The philosopher William James delivered a lecture series aiming right in the middle of this criticism. He proposed a new way to look at philosophy; a way he called ‘Pragmatism’ because of its focus on the practical use of philosophical positions. James thought that everybody had a philosophy on life that was more or less useful, and that professional philosophers should be working with facts and theories that would help us make our individual philosophies better.
The question James wanted us to keep asking is this: how might this idea change how I live? If converting to a particular brand of dualism or whatnot won’t alter your patterns of thought or behaviour, it’s meaningless. If accepting that there is no free will and our actions are pre-determined won’t alter your actions (which it shouldn’t!) then it’s meaningless. In all things philosophers should be searching for practical information regarding how to think and live.

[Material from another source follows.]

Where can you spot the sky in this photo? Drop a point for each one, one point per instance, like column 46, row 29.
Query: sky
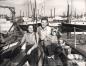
column 60, row 6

James didn’t think there was one most practical philosophy for everybody. He thought people and philosophers had different temperaments which dictated the positions they were inclined to believe. Indeed, just as Socrates advises us to surround ourselves with people with different personalities, on James’ view we should take up philosophical positions as a curative to the excesses of our temperament. Are you too trusting? Take some time to study the skeptic school of thought. Too skeptical? Familiarize yourself with the arguments of Moore and Chisholm.
And if you’re agonizing over a philosophical position which, if true, wouldn’t make you act any differently – don’t.